Owen Quinn, severely wounded when his ship sinks in the Med, starts a passionate romance with his nurse as he’s recovering, and shortly thereafter marries her. And he’s transferred to naval intelligence. He has no idea she’s using him. What will happen when he finds out?
The British, having caught and doubled Nathalie’s radio man, let her keep operating unknowingly so that they can funnel false intelligence back to Germany through her. In their own way they can be as ruthless as the Nazis. They don’t hesitate to use, fool or even expend their own people.
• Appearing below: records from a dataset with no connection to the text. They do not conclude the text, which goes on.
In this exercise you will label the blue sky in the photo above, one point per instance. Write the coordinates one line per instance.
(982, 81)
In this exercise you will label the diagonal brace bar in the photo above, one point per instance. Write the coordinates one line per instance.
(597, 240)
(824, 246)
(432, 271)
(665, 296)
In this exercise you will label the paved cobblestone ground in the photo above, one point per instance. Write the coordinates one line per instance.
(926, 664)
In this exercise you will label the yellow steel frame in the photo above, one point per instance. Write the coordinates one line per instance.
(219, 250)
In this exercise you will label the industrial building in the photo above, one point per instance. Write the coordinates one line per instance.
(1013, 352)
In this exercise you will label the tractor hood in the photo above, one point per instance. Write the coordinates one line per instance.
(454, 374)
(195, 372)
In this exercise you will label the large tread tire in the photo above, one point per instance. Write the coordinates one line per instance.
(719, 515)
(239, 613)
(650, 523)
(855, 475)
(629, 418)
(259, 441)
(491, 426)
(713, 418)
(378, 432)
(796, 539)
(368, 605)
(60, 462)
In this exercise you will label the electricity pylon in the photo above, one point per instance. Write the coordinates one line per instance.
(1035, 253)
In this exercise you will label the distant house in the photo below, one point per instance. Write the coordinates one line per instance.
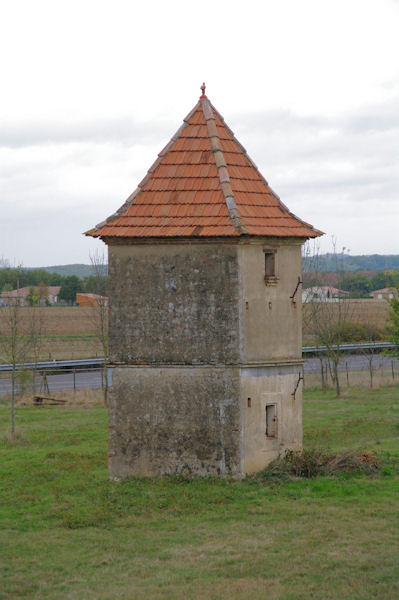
(20, 296)
(91, 300)
(323, 293)
(384, 294)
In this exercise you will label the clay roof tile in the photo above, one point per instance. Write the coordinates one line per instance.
(203, 184)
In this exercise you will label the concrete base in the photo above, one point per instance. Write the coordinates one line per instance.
(199, 421)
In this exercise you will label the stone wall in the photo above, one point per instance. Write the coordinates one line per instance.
(174, 304)
(174, 420)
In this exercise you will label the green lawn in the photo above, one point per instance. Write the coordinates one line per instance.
(68, 533)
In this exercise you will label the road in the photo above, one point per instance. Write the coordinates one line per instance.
(92, 379)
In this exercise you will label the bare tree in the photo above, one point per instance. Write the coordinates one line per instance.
(14, 343)
(100, 313)
(35, 331)
(326, 313)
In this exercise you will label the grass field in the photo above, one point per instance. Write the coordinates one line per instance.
(67, 332)
(68, 533)
(70, 332)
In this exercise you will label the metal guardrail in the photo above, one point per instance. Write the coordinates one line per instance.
(89, 363)
(50, 365)
(350, 347)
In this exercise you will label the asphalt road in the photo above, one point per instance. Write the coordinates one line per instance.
(92, 379)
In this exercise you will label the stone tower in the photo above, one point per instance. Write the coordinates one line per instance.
(205, 312)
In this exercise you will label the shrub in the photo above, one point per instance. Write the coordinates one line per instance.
(311, 463)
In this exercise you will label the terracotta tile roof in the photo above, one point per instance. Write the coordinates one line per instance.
(203, 184)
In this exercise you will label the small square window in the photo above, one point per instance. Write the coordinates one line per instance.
(270, 266)
(271, 421)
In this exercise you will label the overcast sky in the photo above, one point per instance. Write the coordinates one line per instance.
(93, 90)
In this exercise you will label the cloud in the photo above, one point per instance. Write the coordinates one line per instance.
(338, 172)
(122, 130)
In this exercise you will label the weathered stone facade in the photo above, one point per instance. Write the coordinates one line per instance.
(201, 345)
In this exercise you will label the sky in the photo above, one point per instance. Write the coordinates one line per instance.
(93, 90)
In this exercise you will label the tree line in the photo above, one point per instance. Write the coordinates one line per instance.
(12, 278)
(359, 285)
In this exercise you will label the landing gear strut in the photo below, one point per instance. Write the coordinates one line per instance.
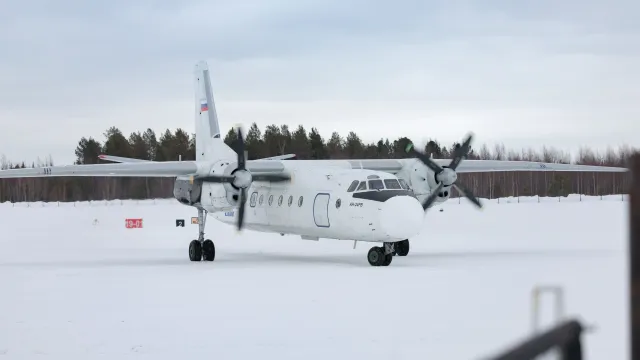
(381, 255)
(202, 249)
(402, 248)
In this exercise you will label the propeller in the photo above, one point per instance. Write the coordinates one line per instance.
(241, 178)
(446, 176)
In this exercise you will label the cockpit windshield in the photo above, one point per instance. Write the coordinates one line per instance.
(376, 185)
(392, 184)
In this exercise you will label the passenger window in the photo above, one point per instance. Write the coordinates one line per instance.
(376, 185)
(353, 186)
(392, 184)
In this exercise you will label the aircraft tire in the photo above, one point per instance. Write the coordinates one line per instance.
(402, 247)
(208, 250)
(195, 251)
(387, 260)
(376, 256)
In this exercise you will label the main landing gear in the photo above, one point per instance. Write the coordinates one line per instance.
(382, 255)
(202, 249)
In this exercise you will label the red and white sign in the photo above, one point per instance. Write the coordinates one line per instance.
(133, 223)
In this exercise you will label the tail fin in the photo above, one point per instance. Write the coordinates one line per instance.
(209, 143)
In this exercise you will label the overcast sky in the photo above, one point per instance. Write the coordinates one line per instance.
(526, 73)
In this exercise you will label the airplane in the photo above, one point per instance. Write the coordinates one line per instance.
(380, 201)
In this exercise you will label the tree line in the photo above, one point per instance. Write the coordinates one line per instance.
(309, 144)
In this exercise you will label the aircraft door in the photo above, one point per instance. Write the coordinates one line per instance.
(321, 210)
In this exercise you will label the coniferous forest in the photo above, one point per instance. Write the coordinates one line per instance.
(308, 144)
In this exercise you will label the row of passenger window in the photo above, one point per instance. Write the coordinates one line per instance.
(391, 184)
(254, 196)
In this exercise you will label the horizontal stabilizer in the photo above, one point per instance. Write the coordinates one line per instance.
(141, 169)
(280, 157)
(120, 159)
(468, 166)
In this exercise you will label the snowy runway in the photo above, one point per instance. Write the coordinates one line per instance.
(72, 289)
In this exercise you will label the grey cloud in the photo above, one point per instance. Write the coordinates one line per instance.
(89, 65)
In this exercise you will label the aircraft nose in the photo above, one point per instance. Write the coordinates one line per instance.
(401, 217)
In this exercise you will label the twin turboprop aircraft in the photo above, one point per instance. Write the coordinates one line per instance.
(380, 201)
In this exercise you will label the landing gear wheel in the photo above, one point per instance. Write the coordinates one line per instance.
(402, 248)
(387, 259)
(195, 251)
(208, 250)
(376, 256)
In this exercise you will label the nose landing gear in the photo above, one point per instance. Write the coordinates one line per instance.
(382, 255)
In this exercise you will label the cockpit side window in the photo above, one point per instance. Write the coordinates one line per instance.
(363, 186)
(353, 186)
(376, 185)
(392, 184)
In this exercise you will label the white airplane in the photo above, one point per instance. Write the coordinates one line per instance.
(380, 201)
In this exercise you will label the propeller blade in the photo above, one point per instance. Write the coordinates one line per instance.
(271, 177)
(461, 152)
(424, 158)
(243, 197)
(432, 197)
(468, 194)
(240, 150)
(218, 178)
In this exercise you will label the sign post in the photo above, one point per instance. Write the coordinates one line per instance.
(133, 223)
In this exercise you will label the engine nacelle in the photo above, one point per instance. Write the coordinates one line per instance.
(186, 192)
(422, 180)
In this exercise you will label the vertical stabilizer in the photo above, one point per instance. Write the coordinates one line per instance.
(209, 143)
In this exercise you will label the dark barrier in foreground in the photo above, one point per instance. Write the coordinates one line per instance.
(565, 337)
(634, 257)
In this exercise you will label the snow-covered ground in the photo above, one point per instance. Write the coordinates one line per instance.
(75, 284)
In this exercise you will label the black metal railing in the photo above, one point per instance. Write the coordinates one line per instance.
(565, 337)
(634, 257)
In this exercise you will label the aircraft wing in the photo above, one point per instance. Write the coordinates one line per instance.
(468, 166)
(137, 169)
(120, 159)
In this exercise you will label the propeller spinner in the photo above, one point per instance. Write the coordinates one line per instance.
(241, 178)
(446, 176)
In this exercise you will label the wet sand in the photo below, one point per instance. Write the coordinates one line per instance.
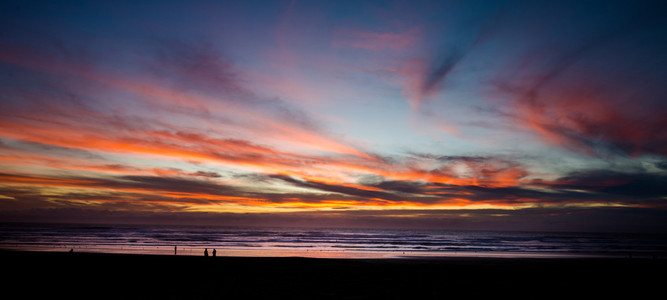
(47, 275)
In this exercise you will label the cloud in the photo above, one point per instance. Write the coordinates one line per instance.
(376, 41)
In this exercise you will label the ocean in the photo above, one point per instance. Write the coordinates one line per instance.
(323, 242)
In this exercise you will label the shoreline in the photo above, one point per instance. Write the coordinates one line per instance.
(137, 276)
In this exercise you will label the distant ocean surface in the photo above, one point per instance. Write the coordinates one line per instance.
(319, 242)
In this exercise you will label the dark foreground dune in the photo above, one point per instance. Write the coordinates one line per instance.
(48, 275)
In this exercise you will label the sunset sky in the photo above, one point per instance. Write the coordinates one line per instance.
(524, 115)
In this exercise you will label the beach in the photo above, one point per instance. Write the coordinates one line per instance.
(63, 275)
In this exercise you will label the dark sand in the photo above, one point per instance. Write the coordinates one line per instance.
(50, 275)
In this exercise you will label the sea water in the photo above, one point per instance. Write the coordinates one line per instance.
(323, 242)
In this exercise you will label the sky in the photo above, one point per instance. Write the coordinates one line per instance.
(459, 115)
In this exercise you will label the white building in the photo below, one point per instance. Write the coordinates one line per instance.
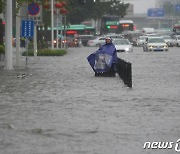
(159, 3)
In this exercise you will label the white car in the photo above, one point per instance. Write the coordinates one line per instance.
(155, 44)
(123, 45)
(170, 42)
(96, 42)
(141, 40)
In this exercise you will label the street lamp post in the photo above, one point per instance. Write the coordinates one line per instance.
(52, 24)
(8, 37)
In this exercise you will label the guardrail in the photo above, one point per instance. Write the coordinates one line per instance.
(124, 70)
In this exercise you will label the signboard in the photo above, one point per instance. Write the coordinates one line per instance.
(177, 8)
(156, 12)
(35, 13)
(33, 9)
(27, 28)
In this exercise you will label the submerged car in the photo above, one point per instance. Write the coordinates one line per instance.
(96, 42)
(123, 45)
(141, 40)
(169, 41)
(155, 44)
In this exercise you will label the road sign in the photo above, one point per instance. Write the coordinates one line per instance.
(27, 28)
(33, 9)
(177, 8)
(156, 12)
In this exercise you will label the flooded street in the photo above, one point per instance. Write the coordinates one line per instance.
(61, 108)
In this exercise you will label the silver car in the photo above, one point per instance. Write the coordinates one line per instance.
(123, 45)
(155, 44)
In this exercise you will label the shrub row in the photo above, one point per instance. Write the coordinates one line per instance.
(46, 52)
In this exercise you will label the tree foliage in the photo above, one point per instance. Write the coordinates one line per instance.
(80, 10)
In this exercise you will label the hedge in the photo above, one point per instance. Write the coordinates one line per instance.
(46, 52)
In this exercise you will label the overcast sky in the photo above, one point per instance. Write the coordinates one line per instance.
(141, 6)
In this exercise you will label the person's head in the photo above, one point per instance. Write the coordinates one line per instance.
(108, 40)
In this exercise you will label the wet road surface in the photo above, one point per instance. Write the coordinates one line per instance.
(59, 107)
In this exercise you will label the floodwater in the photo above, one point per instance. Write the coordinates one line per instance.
(59, 107)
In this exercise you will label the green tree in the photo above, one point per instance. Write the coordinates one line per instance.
(118, 8)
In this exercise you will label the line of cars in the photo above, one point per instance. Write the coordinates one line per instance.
(121, 44)
(151, 42)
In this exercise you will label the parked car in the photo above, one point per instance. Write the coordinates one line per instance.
(170, 41)
(123, 45)
(85, 38)
(155, 44)
(96, 42)
(141, 40)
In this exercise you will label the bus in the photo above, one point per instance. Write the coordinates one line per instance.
(126, 25)
(109, 24)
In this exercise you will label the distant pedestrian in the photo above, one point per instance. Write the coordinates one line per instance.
(105, 58)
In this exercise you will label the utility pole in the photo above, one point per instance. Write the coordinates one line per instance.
(8, 37)
(17, 37)
(52, 24)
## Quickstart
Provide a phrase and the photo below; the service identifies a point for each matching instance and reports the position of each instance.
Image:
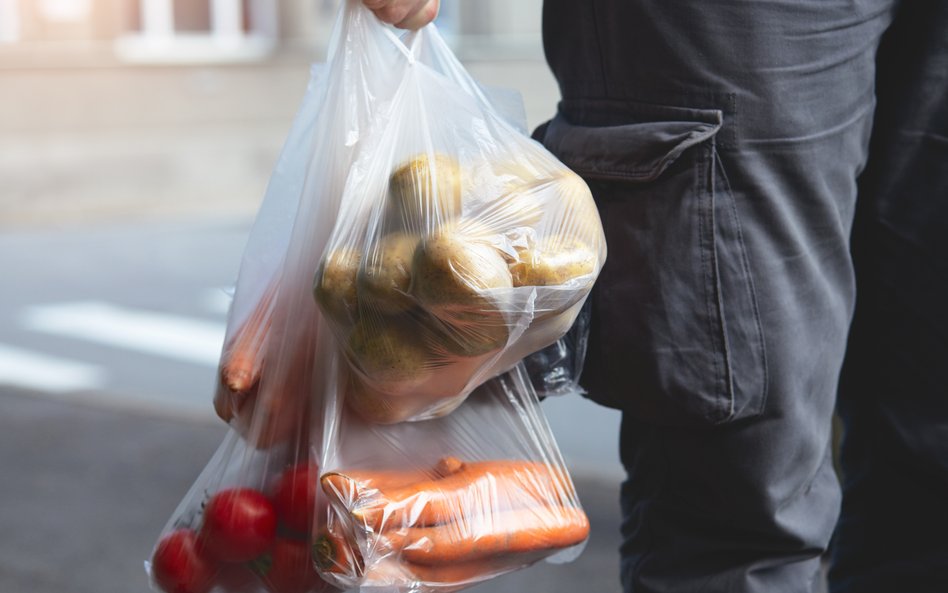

The Abwehr, for whom Nathalie works, is meanwhile the most anti-Nazi organ in Hitler’s government. Its head, Admiral Canaris, won’t employ Nazis. He maintains back channels to the Allied governments, he knows Hitler is losing and thinks the sooner the better. The Abwehr, the German foreign intelligence service and mostly after standard military and strategic intelligence, doesn’t have the taint of war crimes about it.
France itself is full of ambiguity. Very few of its citizens resist, although many more will claim to have been after D-Day. (Gerlis includes some factoids stunning if true: that no German soldier is killed in occupied France for an entire year after the French surrender, and that the first Germans seen by deported French Jews were when they got off the train at Auschwitz, because their arrest in France had been entirely handled by the French.)
Many collaborate and the rest just go along. Collaborators snap up the property of Jews who have fled or been arrested.
And Gerlis paints a darker side of Liberation here: one where kangaroo courts execute accused collaborators, and where denunciations of one’s neighbors continues just as it had when the Nazis ruled. The Resistance itself is a fraught business, where those who cross the Resistance run the risk of torture and murder, the same risk the maquis run if the Gestapo catches them.
No spoilers here, so I don’t want to say too much about how the plot develops. I give Gerlis credit, though, for taking it into some difficult areas. What does an Allied officer do when he finds out the wife he adores is a Nazi spy? What is a satisfactory resolution to this love story? Can Quinn ever forgive his own side for its deceptive use of him?